"I don't kiss and tell."
"Or maybe there's nothing to tell, huh?" She sat up to straddle him, her fingers playing over his chest. "Been a dry spell, Riley?"
His eyes watched her with intense concentration. That was the thing with Riley - he always made her feel as if he was focusing utterly on her. Before, she'd thought it was so he could find ways to tell her she was doing something wrong. But now . . .
"Look who's talking, kitty."
She dug her nails into his chest, but not hard enough to hurt. "Watch it. The endorphins are only going to last so long."
His hands closed over her thighs. "I'll remember that for next time."
"Don't get too cocky, wolfboy. Maybe three times is enough for me."
"Maybe you're a liar."
She narrowed her eyes. "Did you and Indigo ever hit the sheets?" Jealousy was a spike inside her, a dangerous spike born of an even more dangerous emotion.
"Why is that any of your business?"
"Just curious."
"No," he said. "We're colleagues."
Surprised he'd answered, she took a few moments to think about it. "You don't like strong women, do you?"
He stared at her, clearly annoyed. "Indigo's one of my top lieutenants."
"I'm not talking work." She waved it away. "Personally - you really do want a domestic-type woman as a mate, don't you? You weren't jerking my chain."

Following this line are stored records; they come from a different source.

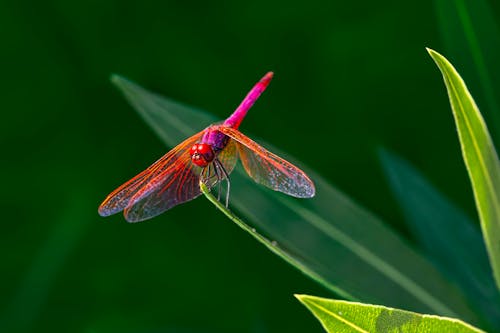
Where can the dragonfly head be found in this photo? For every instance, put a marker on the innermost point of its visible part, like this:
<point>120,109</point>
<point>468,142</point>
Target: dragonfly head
<point>202,154</point>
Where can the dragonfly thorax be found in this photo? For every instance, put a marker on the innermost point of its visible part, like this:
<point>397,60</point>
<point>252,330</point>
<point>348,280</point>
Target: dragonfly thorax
<point>202,154</point>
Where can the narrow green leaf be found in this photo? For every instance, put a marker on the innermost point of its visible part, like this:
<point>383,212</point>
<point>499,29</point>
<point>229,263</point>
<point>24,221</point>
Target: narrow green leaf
<point>472,38</point>
<point>346,317</point>
<point>479,155</point>
<point>292,259</point>
<point>334,237</point>
<point>448,236</point>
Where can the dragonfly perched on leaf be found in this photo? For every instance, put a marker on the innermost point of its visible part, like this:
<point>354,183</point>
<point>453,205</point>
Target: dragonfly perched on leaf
<point>209,157</point>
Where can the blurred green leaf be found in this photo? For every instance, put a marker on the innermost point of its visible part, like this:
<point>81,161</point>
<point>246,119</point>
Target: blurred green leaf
<point>271,245</point>
<point>34,289</point>
<point>472,38</point>
<point>335,238</point>
<point>449,237</point>
<point>479,155</point>
<point>341,316</point>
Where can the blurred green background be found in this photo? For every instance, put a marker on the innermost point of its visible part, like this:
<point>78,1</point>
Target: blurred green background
<point>349,77</point>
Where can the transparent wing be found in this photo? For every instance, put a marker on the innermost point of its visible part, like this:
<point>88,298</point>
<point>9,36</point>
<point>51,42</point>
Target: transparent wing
<point>171,166</point>
<point>269,169</point>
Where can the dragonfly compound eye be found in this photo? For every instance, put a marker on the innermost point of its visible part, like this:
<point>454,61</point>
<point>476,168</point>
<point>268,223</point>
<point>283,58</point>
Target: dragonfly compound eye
<point>202,154</point>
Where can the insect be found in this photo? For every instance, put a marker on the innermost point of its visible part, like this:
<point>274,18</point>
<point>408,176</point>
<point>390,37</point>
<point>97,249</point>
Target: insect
<point>208,156</point>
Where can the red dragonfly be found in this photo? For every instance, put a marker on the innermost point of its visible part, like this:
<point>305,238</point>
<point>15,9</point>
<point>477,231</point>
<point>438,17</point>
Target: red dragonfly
<point>208,156</point>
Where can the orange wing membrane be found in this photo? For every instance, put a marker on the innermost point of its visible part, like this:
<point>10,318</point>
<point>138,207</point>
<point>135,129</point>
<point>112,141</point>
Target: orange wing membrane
<point>269,169</point>
<point>172,175</point>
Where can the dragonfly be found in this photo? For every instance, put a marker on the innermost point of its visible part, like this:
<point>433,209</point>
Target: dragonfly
<point>208,156</point>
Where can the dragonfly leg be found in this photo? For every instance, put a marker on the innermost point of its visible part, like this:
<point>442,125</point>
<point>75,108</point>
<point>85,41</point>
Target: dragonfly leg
<point>218,180</point>
<point>226,176</point>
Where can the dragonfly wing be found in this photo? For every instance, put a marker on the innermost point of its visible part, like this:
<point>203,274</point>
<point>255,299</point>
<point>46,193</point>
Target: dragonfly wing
<point>269,169</point>
<point>177,184</point>
<point>142,184</point>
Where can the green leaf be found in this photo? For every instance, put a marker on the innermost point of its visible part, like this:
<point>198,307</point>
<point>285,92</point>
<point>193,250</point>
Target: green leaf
<point>345,317</point>
<point>472,38</point>
<point>335,238</point>
<point>271,245</point>
<point>448,236</point>
<point>480,158</point>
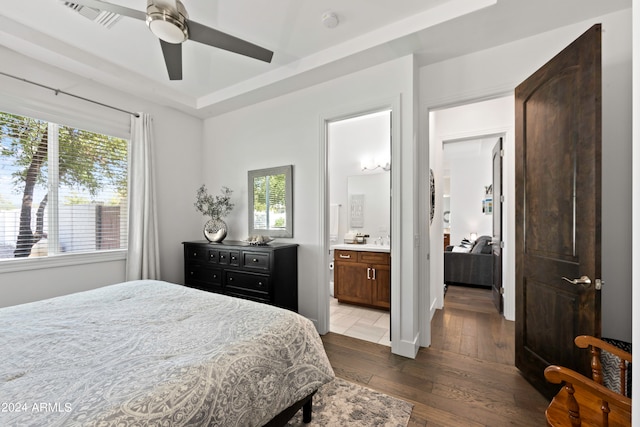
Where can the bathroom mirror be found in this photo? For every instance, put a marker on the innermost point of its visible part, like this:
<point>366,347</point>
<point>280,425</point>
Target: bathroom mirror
<point>369,204</point>
<point>271,202</point>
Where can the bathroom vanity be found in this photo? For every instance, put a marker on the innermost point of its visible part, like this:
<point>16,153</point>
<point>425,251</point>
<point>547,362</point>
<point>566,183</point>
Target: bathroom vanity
<point>362,275</point>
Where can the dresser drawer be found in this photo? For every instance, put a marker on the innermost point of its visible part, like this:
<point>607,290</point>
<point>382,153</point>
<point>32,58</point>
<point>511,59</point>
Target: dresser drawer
<point>196,253</point>
<point>268,274</point>
<point>201,276</point>
<point>345,256</point>
<point>256,260</point>
<point>253,283</point>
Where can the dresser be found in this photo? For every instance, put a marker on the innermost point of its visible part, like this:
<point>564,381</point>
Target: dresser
<point>267,274</point>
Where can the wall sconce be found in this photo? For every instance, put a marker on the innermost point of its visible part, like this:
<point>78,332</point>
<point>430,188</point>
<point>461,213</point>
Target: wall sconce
<point>377,164</point>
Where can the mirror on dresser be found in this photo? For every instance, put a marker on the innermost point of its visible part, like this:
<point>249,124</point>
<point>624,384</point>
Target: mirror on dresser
<point>271,202</point>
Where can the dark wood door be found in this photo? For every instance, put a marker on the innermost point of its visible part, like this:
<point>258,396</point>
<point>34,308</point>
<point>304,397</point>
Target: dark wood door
<point>496,241</point>
<point>558,189</point>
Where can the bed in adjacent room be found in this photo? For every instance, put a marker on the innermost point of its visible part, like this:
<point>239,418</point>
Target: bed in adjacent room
<point>155,353</point>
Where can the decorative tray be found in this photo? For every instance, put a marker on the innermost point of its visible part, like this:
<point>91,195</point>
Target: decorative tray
<point>259,240</point>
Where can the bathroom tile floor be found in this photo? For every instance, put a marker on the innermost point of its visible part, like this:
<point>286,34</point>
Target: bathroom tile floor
<point>364,323</point>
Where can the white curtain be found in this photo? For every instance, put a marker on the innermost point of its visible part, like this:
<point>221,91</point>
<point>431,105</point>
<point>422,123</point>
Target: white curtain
<point>143,261</point>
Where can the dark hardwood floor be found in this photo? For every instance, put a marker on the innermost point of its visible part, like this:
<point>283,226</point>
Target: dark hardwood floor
<point>466,378</point>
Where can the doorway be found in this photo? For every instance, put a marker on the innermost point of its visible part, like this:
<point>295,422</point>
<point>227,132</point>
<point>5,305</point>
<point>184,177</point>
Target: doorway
<point>359,184</point>
<point>474,121</point>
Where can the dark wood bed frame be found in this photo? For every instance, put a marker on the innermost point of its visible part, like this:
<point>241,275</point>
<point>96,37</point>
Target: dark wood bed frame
<point>283,417</point>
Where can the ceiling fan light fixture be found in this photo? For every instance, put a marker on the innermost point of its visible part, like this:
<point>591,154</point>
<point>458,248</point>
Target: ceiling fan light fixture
<point>168,25</point>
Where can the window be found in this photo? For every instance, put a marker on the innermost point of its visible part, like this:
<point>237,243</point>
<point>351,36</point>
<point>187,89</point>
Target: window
<point>62,190</point>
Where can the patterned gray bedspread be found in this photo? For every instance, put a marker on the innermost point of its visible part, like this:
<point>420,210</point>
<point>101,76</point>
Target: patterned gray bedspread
<point>154,353</point>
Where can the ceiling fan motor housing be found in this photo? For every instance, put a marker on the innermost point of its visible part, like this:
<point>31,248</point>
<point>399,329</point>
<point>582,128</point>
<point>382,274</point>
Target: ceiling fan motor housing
<point>168,24</point>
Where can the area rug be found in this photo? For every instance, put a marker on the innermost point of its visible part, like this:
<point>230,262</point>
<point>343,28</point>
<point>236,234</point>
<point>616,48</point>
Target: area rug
<point>342,403</point>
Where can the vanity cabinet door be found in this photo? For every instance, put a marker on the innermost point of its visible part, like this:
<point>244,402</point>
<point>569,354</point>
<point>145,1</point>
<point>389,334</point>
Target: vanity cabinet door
<point>381,281</point>
<point>351,284</point>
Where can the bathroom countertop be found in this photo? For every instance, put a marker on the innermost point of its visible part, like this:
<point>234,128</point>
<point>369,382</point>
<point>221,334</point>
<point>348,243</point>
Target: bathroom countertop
<point>369,247</point>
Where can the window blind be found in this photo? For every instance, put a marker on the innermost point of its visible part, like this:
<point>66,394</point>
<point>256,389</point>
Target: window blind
<point>63,190</point>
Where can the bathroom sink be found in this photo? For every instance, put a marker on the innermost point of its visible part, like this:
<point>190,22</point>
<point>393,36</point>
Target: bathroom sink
<point>370,247</point>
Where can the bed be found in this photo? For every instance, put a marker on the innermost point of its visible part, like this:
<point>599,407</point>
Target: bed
<point>155,353</point>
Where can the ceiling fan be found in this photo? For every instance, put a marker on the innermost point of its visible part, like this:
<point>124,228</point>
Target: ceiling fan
<point>168,20</point>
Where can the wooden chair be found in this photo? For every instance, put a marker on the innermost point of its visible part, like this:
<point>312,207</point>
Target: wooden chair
<point>587,402</point>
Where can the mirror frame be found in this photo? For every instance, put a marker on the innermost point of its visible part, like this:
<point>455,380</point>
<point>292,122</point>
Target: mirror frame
<point>288,176</point>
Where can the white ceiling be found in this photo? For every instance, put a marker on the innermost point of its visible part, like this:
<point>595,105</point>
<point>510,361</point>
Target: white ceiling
<point>128,56</point>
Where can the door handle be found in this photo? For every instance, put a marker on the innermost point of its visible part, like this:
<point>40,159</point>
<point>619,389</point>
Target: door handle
<point>584,280</point>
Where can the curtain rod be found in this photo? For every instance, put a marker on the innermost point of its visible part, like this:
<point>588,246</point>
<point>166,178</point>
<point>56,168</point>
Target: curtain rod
<point>58,91</point>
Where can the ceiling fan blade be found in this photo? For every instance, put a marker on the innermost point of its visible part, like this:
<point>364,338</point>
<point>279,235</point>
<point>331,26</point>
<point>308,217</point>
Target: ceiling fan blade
<point>215,38</point>
<point>110,7</point>
<point>173,59</point>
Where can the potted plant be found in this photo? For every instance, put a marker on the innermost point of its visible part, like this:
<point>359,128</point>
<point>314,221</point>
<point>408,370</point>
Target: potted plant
<point>216,208</point>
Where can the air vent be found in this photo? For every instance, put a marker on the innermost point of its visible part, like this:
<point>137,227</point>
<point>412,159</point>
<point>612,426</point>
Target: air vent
<point>101,17</point>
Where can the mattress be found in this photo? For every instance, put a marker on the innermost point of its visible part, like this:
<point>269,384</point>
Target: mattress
<point>154,353</point>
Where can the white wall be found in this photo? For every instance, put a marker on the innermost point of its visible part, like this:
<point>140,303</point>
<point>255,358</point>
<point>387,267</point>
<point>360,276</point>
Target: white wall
<point>499,70</point>
<point>288,130</point>
<point>178,139</point>
<point>636,184</point>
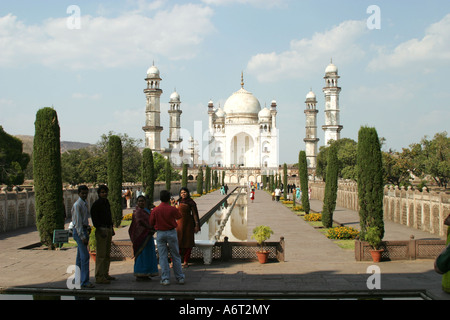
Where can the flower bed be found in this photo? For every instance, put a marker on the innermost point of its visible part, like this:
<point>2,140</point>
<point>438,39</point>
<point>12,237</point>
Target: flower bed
<point>342,233</point>
<point>313,217</point>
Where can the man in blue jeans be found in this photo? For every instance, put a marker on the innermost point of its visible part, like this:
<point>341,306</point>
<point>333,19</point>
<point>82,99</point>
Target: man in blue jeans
<point>164,219</point>
<point>80,220</point>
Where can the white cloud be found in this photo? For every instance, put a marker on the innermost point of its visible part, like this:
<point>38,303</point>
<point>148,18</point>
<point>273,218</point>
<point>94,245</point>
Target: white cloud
<point>306,55</point>
<point>106,42</point>
<point>78,95</point>
<point>425,54</point>
<point>256,3</point>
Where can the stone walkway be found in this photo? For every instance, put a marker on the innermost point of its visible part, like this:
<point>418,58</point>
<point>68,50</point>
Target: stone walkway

"There's something wrong with that?"
She told herself the twinge in her chest wasn't from the sting of rejection. "No. My mom's a maternal female and I respect her absolutely." For a leopard, the term "maternal" encompassed so much more than motherhood. The soldiers might ensure trouble stayed far from their innocents, but it was the maternal females who were the true glue of the pack, forging the threads that tied them all to each other. "Was your mom like that, too?"
Riley's face closed over. It was like seeing shutters coming down. He'd been tight-lipped with her more than once, but never had he been this remote. "No." The word was flat, eerily toneless. "I'd better be getting back."
Her natural instinct was to probe. It wasn't only the cat's inquisitiveness - the human part of Mercy was also desperate for a glimpse inside this quiet, contained wolf. Because Riley mattered. There, after avoiding it for so long, she'd said it. He mattered. She was incredibly curious about him. But though she'd been intimate with him several times now, had known him for much longer, he'd never really let her in. Not even three nights ago.
Don't ask me any questions tonight, Mercy.
And for all her brashness, that was one line she would not cross - if he wanted to invite her in, he'd have to do so of his own free will. She wasn't so arrogant as to rip the scab off hidden emotional wounds without thought to how it might hurt him.
Riley, she thought with a fierce burst of protectiveness, had been hurt quite enough - first with the loss of his parents, and later, with the horror of Brenna's abduction. She had no intention of adding to his scars. If the memories were shared in trust . . . that would be a different matter.
Trying to make up for raising an obviously painful topic, she dipped her head and kissed him with delicate promise. "I'll run down with you."
The Psy Council met in the closed vault of the Council chambers, deep in the heart of the PsyNet. They were scattered around the world - Tatiana in Australia, Kaleb in Moscow, Shoshanna in London, with Henry on route to that city, Anthony and Nikita in California, and Ming in France - but that mattered little. The PsyNet allowed them to navigate vast distances in split seconds, their minds going where their bodies couldn't.
Now Kaleb watched the vault close and the seven minds within it spark bright. The Psy Council was in session. Nobody was in any doubt as to why they were there.
"The spurts of public violence," Nikita began, "do we have further confirmation that someone is driving it?"
"No, only the shooter from the fast-food restaurant," Anthony said. "The others either died during the acts, or committed suicide afterward."
"But," Ming said, "given the similarity in incidents, especially the compulsion to commit suicide, I'd say we're looking at a planned series of events."
"Agreed." Anthony's distinctive mental voice. "Henry, what's the possibility it could be Pure Psy?"
"I've heard nothing from them on any such plan," the other Councilor replied. "And what would be the point? Their aim is to ensure Silence doesn't fall. These incidents are throwing the Protocol into question."